Стремление истолковать древнейшие мировые культуры под знаком метафизических универсалий, распознать в пережитой конкретно-исторической реальности сверхисторическое, надвременное содержание, разложить своеобразный пасьянс из сохранившихся разрозненных фактов и свидетельств в соответствии с предустановленным высшим, провиденциальным смыслом — особенности, для творческого мировидения и литературного мастерства Мережковского чрезвычайно характерные. Когда-то Марина Цветаева зафиксировала свои впечатления от романа Виктора Гюго «Девяносто третий год»: «Сплошное напряжение. <…> Это перо стихии выбрали глашатаем. Сплошные вершины. Каждая строка — формула. Все мироздание. Все законы — божеские и человеческие. <…> Великолепие общих мест. Мир точно только что создан. Каждый грех — первый. <…> Hugo видит в мире только правильное, совершенное, до крайности выявленное, но не индивидуально-выявленное… <…> Никто так не видал общего в отдельном, закона — в случайном, единого — во всем»[1613]. Эти слова, метко характеризующие форсированную романтическую стилистику великого французского писателя, можно с полным правом применить и к творческому методу Мережковского. Русский писатель, правда, менее склонен к внешней патетике, к эмоциональной чрезмерности; максимализм и универсализм его идейно-эстетических установок сказываются главным образом в преимущественном внимании к титаническим фигурам, определявшим развитие мировой цивилизации, в размежевании всего многообразия явлений жизни по крайним, противоположным полюсам, в специфическом механизме художественно-философского мышления, приводимом в действие изначально постулированными глобальными метафизическими антитезами и их бесчисленными частными модификациями и символическими отображениями.

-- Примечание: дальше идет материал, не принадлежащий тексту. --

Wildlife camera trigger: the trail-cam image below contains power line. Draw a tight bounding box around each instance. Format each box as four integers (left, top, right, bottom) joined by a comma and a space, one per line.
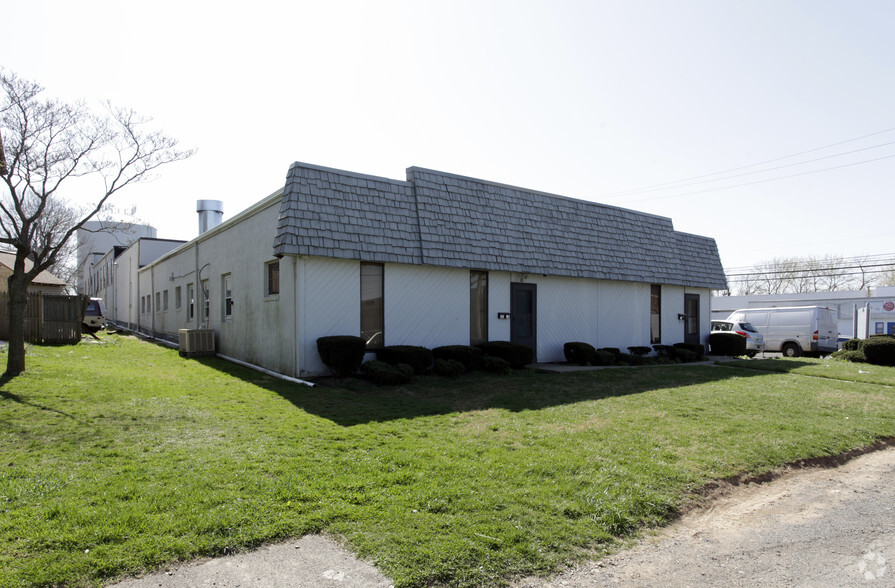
724, 252, 895, 274
605, 140, 895, 200
597, 126, 895, 200
618, 152, 895, 204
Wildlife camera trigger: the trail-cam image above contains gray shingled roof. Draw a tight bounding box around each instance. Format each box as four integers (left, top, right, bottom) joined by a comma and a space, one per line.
274, 162, 728, 289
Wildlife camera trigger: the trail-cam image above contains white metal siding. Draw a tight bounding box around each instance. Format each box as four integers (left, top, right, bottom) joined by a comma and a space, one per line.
594, 281, 649, 351
534, 276, 600, 362
385, 265, 469, 348
298, 257, 360, 376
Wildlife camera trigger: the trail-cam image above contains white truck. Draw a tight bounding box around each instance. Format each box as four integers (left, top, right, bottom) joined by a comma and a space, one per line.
725, 306, 838, 357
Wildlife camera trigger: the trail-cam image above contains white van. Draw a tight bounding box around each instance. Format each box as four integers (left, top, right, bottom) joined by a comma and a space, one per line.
83, 297, 106, 333
726, 306, 838, 357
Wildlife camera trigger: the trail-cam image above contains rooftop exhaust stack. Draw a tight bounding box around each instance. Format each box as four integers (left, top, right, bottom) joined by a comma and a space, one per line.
197, 200, 223, 234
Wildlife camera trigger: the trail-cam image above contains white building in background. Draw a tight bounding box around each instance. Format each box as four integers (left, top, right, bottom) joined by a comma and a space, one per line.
712, 286, 895, 340
90, 162, 727, 378
76, 220, 157, 294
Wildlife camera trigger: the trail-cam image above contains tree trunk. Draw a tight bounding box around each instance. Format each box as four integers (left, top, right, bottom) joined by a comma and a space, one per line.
5, 275, 29, 377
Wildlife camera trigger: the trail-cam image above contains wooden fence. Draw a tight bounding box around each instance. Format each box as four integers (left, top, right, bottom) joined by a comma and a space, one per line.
0, 292, 86, 344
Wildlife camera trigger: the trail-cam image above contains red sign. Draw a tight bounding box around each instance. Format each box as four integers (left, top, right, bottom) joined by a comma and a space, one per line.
884, 301, 895, 312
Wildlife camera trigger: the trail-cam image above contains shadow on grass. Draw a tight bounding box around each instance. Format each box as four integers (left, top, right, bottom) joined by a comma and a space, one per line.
192, 356, 775, 426
0, 375, 85, 422
716, 358, 823, 374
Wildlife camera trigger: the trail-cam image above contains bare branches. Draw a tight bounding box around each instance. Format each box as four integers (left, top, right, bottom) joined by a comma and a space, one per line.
725, 254, 895, 296
0, 68, 193, 375
0, 68, 192, 277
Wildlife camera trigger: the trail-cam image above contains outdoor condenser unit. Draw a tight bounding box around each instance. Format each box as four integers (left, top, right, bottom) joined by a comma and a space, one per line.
178, 328, 216, 357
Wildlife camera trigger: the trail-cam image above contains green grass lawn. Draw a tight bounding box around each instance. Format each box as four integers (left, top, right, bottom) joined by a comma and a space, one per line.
2, 335, 895, 587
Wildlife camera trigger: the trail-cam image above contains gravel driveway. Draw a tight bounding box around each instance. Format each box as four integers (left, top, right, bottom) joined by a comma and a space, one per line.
112, 445, 895, 587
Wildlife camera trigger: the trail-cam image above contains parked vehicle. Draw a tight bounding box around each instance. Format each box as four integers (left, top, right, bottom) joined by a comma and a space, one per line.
725, 306, 838, 357
83, 298, 106, 333
711, 320, 765, 357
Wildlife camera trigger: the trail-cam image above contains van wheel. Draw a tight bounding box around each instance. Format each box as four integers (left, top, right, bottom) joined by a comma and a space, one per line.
782, 343, 801, 358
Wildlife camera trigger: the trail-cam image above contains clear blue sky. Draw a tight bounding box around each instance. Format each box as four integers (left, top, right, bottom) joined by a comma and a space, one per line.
5, 0, 895, 271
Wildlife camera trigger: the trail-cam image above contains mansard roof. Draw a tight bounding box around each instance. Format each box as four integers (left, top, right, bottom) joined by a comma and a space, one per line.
274, 162, 727, 289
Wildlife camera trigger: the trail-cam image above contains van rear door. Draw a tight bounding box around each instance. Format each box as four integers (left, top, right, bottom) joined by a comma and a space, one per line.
815, 308, 838, 353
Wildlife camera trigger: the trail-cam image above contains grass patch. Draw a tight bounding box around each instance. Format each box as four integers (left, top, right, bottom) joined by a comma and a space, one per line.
2, 335, 895, 587
718, 356, 895, 387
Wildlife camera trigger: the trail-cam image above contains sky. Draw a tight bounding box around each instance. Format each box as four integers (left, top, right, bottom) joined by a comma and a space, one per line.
4, 0, 895, 273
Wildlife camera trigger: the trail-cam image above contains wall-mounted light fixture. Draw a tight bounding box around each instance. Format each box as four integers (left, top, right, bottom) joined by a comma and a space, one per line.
677, 313, 687, 321
497, 312, 510, 320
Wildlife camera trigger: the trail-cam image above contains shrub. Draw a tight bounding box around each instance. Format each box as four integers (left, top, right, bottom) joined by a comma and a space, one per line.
376, 345, 434, 375
652, 344, 674, 358
563, 342, 596, 365
617, 352, 645, 366
592, 350, 616, 366
842, 338, 864, 351
673, 348, 699, 363
627, 346, 652, 356
673, 342, 705, 361
434, 358, 466, 378
316, 335, 367, 378
862, 336, 895, 366
432, 345, 484, 372
709, 332, 746, 356
362, 360, 413, 385
831, 349, 866, 363
476, 341, 534, 369
481, 356, 511, 375
598, 347, 621, 357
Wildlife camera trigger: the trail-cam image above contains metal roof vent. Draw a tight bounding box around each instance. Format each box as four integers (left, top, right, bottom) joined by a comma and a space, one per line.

Романы Мережковского из жизни древнего Крита и Египта — это также прежде всего опыт обнаружения «общего в отдельном, закона — в случайном, единого — во всем». Культура Средиземноморья первой половины XIV в. до Рождества Христова интересует писателя не столько в своем самоценном содержании и значении, сколько как возможность указать на сакральные предзнаменования той мировой мистерии, которая свершится четырнадцать веков спустя, определить ее надысторический, вселенский смысл.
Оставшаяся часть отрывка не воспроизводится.